AFRIQUE/CAMEROUN - Dans les régions anglophones, la terreur empêche l'aide humanitaire, l'éducation, les soins de santé : les femmes et les enfants en sont les victimes

lundi, 20 juin 2022 droits fondamentaux   enfants soldats   enfance   femmes  

Bamenda (Agence Fides) - " Notre intervention souffre de nombreuses limites objectives. La première d'entre elles est la situation de terreur qui prévaut dans toute la région. J'ai moi-même été enlevé, avec trois autres opérateurs, par les Amba Boys (les groupes armés indépendantistes, ndlr) alors que nous essayions d'atteindre les populations isolées dans la forêt et d'apporter des produits de première nécessité. Ils nous ont détenus pendant cinq jours, en nous traitant de manière plutôt agressive. Quand ils ont finalement compris que nous n'étions pas là au nom du gouvernement, ils nous ont laissé passer. Un de nos fourgons a été incendié il y a quelque temps et nos travailleurs menacés. Il est difficile de travailler comme ça". C'est ce que raconte à l'Agence Fides Banlav Eric Ngah, directeur associé de Caritas Bamenda, capitale des régions anglophones du Cameroun, plongée depuis 2017 dans l'horreur des affrontements entre l'armée et les séparatistes.

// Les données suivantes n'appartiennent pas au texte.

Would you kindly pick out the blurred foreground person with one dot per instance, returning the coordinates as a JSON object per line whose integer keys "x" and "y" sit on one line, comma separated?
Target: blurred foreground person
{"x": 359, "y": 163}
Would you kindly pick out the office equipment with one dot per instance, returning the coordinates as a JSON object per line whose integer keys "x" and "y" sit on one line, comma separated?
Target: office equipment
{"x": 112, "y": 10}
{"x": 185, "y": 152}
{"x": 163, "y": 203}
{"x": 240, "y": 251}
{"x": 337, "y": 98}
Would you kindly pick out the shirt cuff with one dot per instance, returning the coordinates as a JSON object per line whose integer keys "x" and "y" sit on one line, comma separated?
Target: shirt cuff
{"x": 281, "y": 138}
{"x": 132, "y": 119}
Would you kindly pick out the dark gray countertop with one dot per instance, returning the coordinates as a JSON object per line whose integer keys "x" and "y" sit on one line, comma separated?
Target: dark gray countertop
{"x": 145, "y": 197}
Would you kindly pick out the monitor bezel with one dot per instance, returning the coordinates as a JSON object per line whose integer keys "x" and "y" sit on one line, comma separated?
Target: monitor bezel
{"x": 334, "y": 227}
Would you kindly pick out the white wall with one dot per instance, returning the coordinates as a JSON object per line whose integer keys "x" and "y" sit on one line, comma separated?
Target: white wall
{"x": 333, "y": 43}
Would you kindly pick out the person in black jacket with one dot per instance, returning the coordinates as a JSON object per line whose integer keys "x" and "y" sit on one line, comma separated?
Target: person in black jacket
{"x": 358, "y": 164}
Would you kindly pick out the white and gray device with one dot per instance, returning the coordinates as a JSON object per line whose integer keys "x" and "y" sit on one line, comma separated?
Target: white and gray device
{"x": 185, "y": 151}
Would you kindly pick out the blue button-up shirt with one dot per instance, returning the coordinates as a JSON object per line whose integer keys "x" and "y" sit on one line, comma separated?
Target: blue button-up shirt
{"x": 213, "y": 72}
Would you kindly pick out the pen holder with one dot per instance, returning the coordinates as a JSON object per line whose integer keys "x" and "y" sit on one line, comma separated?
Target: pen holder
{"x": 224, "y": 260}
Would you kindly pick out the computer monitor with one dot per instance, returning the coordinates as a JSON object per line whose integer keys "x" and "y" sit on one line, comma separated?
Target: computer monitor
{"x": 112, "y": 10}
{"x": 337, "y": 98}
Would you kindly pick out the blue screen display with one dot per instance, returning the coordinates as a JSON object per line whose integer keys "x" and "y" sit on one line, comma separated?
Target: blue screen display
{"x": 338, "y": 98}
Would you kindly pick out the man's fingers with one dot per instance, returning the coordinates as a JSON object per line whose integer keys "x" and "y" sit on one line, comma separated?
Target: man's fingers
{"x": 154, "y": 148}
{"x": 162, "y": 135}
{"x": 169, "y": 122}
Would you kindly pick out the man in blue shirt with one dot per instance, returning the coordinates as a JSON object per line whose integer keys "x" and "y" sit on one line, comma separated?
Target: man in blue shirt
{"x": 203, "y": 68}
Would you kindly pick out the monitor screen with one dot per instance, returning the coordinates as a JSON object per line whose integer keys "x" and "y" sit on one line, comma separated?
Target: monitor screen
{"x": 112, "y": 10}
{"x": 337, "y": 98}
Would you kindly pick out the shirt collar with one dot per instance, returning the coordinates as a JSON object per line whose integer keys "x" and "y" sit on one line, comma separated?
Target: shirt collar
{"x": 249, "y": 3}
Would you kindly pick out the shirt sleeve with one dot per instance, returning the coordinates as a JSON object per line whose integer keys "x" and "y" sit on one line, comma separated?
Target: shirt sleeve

La population civile de cette région, très riche et très productive, est prise dans l'étau du conflit pour l'instant "de basse intensité" qui voit d'une part, les "Amba Boys", auteurs de meurtres, d'enlèvements, d'impositions très dures à la population (comme la fermeture des écoles, dans certaines zones à 80%) ; d'autre part, l'armée qui répond en incendiant des villages entiers si elle est touchée dans son personnel ou ses moyens.
" Ce que nous appelons ici "crise" est en train de transformer de façon dramatique le visage de nos régions ", explique à Fides le père Boris Sife Lemfon, directeur provincial et diocésain de Caritas. "L'une des choses les plus négatives est le fait que nous avons beaucoup de jeunes filles qui, n'allant pas à l'école, n'ayant pas de métier, deviennent rapidement mères, victimes de violences sexuelles ou d'intimidation. Elles sont maltraitées par les militaires et les Ambas et le nombre de mères célibataires augmente."
"Nos deux plus grands partenaires sont le PAM (Programme alimentaire mondial) et le CRS (Catholic Relief Service)", ajoute Shiyvimuvi Vevinyu Delphine, travailleuse psychosociale à Caritas Bamenda. "Nous parvenons à atteindre 80 000 personnes et à les aider en leur fournissant de la nourriture, du matériel de secours et à lutter contre la malnutrition, un phénomène récent dû à la guerre, car il n'y a jamais eu de pauvreté ici. Évidemment, les barrages routiers et les enlèvements mettent à rude épreuve l'approvisionnement, surtout dans les zones périphériques. Malheureusement, l'ONG Médecins Sans Frontières, qui avait deux présidences ici avec nous, a été chassée et cela a créé un vide : de nombreuses personnes isolées dans les forêts et prises dans le conflit sont sans point de référence sanitaire et sans possibilité de traitement".
Parmi les résultats les plus atroces de la situation tendue dans une région de 8 millions d'habitants figure le phénomène lié au sort des plus jeunes. Le nombre d'enfants soldats, d'enfants esclaves sexuels ou maltraités, contraints de travailler à un âge tendre, enlevés par des trafiquants et vendus est en augmentation.
"Nous avons créé 27 centres d'apprentissage pour remplacer les écoles fermées par les séparatistes", reprend Banlav Eric Ngah, "dans trois grands espaces spécialement conçus pour les mineurs et impliquant un total de 1 000 enfants". Nous garantissons un soutien psychosocial, des cours scolaires (mais ils ne peuvent pas enseigner l'histoire ou la géographie car les Amba ne reconnaissent pas la reconstruction et la partition officielles du gouvernement, ndlr). Nous y allons deux fois par semaine mais avec de nombreux risques. Pour avoir un impact plus important, cependant, nous aurions besoin de plus d'occasions de bouger et d'agir et, surtout, de plus de ressources. Les ressources sont rares. Nous demandons aussi à chacun de nous soutenir par des dons car notre travail est essentiel en attendant que la paix soit rétablie".